Where your data goes when you paste it into a chatbot

A business owner at a desk with a printed client proposal beside her laptop and an open notebook in front of her
TL;DR

When you paste text into a consumer AI chatbot, the text leaves your browser, travels to the vendor's servers, gets tokenised, runs through a model on a GPU somewhere in the world, and then sits in a database under that vendor's retention rules. Two questions change everything: free tier or paid tier, and which provider. The controls available, and the legal exposure for a UK SME, depend on the answer to both.

Key takeaways

- Pasted text leaves your browser the moment you hit return. From that point, it sits on the vendor's infrastructure under their retention and training rules, not yours. - The two questions that change everything: which tier (free, consumer paid, business, enterprise), and which vendor. Defaults differ sharply and many owners get the worst of both by accident. - As of May 2026, ChatGPT free and Plus train on your conversations by default and store them indefinitely. Claude free and Pro do not train by default. Gemini and Copilot do not train consumer prompts. None of these consumer tiers give you a Data Processing Agreement. - Four categories of content should never enter a consumer-tier chatbot under any setting: live credentials, regulated personal data, board-confidential financial figures, and M&A information.
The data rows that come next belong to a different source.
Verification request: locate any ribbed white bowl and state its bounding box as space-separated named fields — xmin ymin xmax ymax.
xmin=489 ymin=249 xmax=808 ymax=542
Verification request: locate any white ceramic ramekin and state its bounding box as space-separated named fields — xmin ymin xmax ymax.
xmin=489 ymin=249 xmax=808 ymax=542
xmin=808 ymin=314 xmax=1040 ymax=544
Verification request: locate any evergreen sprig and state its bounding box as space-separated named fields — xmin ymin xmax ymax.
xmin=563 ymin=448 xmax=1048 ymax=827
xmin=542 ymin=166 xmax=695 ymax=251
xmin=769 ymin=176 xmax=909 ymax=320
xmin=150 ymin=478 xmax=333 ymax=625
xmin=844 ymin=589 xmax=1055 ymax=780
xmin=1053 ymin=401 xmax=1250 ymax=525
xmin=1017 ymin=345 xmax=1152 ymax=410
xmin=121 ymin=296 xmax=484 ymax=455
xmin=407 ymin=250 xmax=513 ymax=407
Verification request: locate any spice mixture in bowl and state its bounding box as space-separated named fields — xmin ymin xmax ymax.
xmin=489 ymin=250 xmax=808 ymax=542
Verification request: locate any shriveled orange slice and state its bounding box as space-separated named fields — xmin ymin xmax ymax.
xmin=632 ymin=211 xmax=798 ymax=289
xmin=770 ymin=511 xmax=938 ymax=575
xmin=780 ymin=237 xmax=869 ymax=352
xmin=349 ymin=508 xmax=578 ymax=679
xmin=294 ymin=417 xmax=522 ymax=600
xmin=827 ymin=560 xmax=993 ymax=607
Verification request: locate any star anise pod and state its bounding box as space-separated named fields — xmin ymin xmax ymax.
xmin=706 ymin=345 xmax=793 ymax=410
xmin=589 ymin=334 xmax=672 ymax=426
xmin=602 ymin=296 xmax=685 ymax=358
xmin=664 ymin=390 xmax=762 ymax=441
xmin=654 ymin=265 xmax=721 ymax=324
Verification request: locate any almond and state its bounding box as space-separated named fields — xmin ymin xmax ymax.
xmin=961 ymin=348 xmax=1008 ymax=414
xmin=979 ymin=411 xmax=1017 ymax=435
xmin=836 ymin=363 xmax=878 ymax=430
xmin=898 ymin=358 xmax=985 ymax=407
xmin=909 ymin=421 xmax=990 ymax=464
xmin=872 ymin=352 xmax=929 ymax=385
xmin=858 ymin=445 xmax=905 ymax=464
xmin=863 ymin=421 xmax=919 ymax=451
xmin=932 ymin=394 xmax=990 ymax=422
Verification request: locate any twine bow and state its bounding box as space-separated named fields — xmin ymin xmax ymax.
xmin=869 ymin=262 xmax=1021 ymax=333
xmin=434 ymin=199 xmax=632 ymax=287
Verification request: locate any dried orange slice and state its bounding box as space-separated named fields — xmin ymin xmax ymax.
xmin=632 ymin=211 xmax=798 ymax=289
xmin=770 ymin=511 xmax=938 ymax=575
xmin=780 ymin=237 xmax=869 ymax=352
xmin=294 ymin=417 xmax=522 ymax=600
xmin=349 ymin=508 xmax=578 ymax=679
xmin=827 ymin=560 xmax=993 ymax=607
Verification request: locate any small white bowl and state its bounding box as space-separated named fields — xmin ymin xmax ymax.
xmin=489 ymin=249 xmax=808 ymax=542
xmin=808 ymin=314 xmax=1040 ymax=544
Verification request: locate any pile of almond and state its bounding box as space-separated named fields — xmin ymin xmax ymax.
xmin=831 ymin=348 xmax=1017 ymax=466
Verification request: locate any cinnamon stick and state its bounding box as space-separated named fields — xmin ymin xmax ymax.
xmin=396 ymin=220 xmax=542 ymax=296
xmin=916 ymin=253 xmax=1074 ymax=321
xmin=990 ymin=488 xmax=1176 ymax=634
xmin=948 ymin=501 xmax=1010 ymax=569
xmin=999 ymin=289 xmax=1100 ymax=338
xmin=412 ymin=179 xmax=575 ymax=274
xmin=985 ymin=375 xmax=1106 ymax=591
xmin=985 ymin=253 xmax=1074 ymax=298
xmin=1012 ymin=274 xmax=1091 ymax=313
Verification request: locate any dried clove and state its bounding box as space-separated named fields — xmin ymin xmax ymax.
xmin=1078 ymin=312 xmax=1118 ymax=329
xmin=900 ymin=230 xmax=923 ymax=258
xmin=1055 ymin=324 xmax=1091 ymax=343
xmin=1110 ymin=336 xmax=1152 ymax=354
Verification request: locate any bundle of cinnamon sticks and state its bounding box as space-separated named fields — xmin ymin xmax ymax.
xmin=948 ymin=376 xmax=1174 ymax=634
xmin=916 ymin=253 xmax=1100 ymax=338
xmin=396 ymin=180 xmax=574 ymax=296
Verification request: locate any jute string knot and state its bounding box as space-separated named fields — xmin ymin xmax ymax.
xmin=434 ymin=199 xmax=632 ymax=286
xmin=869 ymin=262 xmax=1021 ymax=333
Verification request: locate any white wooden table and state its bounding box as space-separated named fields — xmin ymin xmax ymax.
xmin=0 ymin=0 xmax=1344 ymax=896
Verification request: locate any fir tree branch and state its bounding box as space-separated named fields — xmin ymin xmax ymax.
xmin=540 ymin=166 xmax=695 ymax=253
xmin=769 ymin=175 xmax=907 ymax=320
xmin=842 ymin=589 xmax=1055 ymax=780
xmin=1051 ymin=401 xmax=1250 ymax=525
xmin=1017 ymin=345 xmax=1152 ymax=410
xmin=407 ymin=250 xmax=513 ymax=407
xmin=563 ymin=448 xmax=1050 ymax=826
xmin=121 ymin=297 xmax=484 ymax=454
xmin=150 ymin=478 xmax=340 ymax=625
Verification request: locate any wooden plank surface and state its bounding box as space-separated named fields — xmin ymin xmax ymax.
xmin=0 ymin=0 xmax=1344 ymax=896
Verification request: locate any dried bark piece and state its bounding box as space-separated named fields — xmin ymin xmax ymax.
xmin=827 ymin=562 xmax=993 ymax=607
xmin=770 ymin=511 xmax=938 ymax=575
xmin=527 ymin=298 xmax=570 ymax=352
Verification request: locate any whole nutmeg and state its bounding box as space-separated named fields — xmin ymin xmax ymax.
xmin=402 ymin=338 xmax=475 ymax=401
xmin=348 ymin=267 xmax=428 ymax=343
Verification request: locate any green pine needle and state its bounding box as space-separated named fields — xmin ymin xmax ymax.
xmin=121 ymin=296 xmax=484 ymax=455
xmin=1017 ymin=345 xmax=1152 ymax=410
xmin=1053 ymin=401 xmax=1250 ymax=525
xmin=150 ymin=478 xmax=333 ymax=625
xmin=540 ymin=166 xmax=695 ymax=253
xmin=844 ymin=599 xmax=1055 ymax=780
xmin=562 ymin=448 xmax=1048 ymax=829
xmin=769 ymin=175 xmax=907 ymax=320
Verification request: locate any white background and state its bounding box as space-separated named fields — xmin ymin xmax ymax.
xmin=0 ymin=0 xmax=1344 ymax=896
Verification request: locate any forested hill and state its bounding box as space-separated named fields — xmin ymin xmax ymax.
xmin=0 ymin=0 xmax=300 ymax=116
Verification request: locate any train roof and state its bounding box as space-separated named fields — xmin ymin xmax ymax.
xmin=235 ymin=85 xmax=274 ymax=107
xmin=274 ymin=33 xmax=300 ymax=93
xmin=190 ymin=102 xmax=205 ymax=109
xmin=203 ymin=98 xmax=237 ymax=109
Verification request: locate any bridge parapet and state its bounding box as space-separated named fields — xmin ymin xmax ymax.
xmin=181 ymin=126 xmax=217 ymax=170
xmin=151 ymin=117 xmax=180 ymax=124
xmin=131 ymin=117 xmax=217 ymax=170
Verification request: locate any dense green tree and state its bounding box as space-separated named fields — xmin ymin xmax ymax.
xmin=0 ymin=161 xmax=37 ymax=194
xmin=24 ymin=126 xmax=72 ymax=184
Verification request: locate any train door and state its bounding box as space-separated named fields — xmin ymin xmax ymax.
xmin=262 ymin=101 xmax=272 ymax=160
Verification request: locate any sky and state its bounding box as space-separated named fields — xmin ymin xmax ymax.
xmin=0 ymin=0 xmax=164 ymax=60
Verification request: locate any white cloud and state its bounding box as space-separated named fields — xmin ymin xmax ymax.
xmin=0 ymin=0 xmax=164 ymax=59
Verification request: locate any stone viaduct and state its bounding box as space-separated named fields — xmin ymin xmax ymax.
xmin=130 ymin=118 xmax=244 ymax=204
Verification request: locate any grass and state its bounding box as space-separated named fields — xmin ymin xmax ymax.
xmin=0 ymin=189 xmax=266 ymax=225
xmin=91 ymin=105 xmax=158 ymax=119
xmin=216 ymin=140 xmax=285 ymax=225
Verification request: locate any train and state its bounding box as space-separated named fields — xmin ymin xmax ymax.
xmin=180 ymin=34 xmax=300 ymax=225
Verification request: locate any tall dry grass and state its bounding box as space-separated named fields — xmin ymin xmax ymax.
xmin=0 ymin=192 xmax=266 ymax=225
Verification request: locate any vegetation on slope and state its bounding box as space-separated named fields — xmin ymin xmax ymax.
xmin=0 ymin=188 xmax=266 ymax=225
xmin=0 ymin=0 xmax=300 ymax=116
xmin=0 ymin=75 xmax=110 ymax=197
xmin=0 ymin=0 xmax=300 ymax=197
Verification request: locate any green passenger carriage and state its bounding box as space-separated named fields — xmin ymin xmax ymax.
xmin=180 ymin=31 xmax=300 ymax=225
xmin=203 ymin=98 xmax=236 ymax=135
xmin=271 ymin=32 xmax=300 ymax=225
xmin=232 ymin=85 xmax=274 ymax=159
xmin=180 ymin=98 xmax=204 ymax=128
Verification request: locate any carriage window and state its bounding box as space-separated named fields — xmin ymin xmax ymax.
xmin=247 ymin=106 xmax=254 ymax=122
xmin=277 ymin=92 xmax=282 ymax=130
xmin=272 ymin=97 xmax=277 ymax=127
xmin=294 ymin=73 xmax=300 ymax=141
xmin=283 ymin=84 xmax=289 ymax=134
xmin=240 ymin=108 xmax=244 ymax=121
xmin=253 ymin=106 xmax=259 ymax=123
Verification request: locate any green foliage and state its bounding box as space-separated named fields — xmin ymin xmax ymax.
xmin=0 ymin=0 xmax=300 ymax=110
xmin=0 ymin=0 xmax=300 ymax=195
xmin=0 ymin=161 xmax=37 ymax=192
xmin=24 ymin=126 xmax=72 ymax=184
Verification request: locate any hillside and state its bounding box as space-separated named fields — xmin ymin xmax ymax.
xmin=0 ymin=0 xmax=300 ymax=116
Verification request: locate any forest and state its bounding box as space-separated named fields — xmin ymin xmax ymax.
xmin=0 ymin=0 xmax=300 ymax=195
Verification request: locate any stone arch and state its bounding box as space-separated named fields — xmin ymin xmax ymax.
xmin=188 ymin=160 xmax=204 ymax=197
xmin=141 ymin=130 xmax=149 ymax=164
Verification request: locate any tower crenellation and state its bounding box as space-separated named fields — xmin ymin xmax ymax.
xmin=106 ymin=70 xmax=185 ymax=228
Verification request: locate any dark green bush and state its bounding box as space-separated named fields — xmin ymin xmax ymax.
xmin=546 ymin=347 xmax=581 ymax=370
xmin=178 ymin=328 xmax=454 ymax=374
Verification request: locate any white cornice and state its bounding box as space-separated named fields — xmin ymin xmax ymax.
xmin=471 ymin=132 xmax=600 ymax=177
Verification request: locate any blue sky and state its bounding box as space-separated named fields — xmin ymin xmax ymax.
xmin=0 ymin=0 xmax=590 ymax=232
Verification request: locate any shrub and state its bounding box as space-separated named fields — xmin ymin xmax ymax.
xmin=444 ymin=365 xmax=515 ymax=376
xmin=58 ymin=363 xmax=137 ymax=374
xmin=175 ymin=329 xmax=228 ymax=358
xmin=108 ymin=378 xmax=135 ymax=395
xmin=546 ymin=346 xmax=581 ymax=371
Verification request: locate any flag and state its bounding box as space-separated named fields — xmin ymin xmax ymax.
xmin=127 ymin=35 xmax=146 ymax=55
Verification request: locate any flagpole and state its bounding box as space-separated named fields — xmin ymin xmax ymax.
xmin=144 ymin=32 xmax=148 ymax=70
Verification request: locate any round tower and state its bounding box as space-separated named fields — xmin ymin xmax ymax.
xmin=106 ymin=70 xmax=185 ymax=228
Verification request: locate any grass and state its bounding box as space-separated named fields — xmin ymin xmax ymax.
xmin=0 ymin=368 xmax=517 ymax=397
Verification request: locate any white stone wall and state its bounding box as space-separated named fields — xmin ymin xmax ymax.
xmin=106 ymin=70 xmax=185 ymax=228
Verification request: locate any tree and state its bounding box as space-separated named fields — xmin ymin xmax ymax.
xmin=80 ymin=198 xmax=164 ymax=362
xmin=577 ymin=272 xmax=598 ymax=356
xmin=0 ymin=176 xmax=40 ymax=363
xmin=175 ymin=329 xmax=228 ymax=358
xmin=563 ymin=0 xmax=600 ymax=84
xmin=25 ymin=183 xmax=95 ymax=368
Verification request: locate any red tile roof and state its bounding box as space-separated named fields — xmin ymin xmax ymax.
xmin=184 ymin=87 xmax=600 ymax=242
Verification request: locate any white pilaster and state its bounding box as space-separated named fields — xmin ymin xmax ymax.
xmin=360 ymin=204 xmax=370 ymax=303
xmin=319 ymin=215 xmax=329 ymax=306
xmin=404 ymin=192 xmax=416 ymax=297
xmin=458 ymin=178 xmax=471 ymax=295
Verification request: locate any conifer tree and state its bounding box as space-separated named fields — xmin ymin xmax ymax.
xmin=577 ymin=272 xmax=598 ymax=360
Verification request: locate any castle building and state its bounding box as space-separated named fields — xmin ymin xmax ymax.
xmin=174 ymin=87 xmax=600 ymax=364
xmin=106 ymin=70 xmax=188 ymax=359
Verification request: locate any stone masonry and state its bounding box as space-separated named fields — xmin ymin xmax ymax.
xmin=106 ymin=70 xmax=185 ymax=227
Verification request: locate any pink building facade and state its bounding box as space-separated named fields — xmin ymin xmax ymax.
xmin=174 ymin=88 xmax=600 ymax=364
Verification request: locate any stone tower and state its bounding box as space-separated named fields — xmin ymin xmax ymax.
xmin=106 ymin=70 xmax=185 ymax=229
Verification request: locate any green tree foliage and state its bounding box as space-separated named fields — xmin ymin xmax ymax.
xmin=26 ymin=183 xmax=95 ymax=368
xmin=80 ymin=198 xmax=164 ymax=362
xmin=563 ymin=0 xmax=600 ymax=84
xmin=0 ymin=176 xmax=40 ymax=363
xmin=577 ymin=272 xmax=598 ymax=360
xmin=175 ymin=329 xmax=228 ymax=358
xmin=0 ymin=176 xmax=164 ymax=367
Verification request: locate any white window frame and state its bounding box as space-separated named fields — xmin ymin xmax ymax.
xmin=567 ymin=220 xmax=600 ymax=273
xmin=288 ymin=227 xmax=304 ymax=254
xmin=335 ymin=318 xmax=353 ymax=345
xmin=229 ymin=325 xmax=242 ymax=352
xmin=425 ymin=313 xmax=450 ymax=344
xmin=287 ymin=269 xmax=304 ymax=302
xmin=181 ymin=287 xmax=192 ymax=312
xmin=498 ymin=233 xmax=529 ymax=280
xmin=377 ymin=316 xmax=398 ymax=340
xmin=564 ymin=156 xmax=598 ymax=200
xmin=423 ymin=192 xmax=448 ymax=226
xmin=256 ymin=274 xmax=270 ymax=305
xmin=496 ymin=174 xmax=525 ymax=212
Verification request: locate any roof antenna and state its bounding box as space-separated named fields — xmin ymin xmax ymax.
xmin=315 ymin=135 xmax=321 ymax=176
The Samsung 2023 source-code leak is the textbook example of why. - Verify your own setup in three places before trusting any tool with anything sensitive: the training opt-out toggle, the retention setting, and the data residency region. If you cannot find all three in the account, treat the tool as off-limits for client data.

It is Friday afternoon. An owner is sitting with a coffee, three days after a busy Tuesday, and a thought arrives that will not leave. On Tuesday she pasted a draft client proposal into free ChatGPT to tighten the language before sending it. The proposal had the client’s name, the figures, and a paragraph that referenced a sensitive piece of context the client had only shared in confidence. She does not remember whether she was logged into a paid account or a free one. She does not know whether that text is now sitting in a database, on a server somewhere, being read by anyone, or training a future model. She would rather not think about it. She is thinking about it anyway.

This is the position a meaningful share of owners are sitting in right now. The chatbots are useful, the chatbots are fast, and the question of what actually happens to the text after the send button has never quite been answered in plain English. The answer matters, because the controls available depend on it, and the controls vary widely between providers and tiers.

What actually happens when you paste text into a chatbot?

The text leaves your browser the moment you hit return. It travels over an encrypted connection to the vendor’s servers, gets tokenised into numerical fragments the model can read, runs through the model on a GPU somewhere in their infrastructure, and the reply comes back. Both prompt and response are stored in a conversation database the vendor controls. The round trip takes seconds. The data is now under their retention rules, not yours.

The first thing to absorb is that the browser is not doing the work. The model is not on your laptop. Every byte of the prompt has crossed the public internet, landed on the vendor’s GPUs, and been written to a database before you see the reply. The second thing is that storage is a deliberate feature of the product. Conversation history is what lets the chatbot remember the last thing you asked. It also means a regulator asking what data left your firm last Tuesday can be answered, but only by the vendor, and only on the vendor’s terms.

Why does this matter for your business?

UK GDPR and the Data Use and Access Act 2025 do not stop applying because the data sits inside a chatbot prompt. If you process personal data of clients, staff, or customers, you are the controller. Pasting that data into a tool that trains on your conversations is processing without a lawful basis. The ICO has been explicit since 2023 that AI tools sit inside its enforcement remit.

The exposure scales with what is in the prompt. A draft blog post is one thing. A client proposal with named figures is another. A board pack with an acquisition target is in a different category entirely. Cyberhaven’s 2026 research found that 39.7% of AI interactions in surveyed organisations involve sensitive data, and 32.3% of ChatGPT use happens through personal accounts that bypass any enterprise controls the firm has set. That is the median pattern in working firms today.

The platform is not your data processor unless you hold a Data Processing Agreement with them, and consumer tiers do not provide one. Without a DPA, every prompt containing client data is a fresh exposure to an ICO complaint or a client breach claim.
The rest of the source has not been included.